Figure 9: Déséquilibre de la production des cytokines anti-inflammatoires et pro- inflammatoires chez les patients atteints de MICI

Le microbiote intestinal joue également un rôle essentiel dans la prévention contre la colonisation d’agents infectieux. Le mécanisme implique de multiples processus tels que la compétition avec les pathogènes sur les éléments nutritifs, la saturation des récepteurs et l’occupation de niches, la production de substances anti-microbiennes par les bactéries telles que les bactériocines et la stimulation des cellules de Paneth de l’hôte à produire des peptides anti-microbiens.

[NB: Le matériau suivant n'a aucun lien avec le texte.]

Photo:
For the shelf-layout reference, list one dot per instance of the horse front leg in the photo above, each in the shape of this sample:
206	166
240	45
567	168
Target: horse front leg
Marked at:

Le microbiote joue donc un rôle dans les fonctions principales de notre organisme, fonctions digestives, métaboliques, immunitaires et neurologiques. En conséquence, toute altération durable de sa composition appelée dysbiose, entrainant une altération qualitative et fonctionnelle du microbiote, peut avoir des conséquences dramatiques et entrainer le développement de pathologies chroniques, inflammatoires, auto-immunes ou métaboliques ainsi que des pathologies comportementales (Lepage et al., 2011; Willing et al., 2010). Des dysbioses ont été associées à diverses pathologies humaines, telles que les MICIs, et le syndrome du côlon irritable (Collins, 2014), la diarrhée chronique (Swidsinski et al., 2008), l'obésité (Le Chatelier et al., 2013), le diabète (Qin et al., 2012), l'autisme (Adams et al.,

2011), le cancer colorectal (Schwabe and Jobin, 2013), les maladies cardiovasculaires (Serino et al., 2014), et les pathologies hépatiques (Miura and Ohnishi, 2014).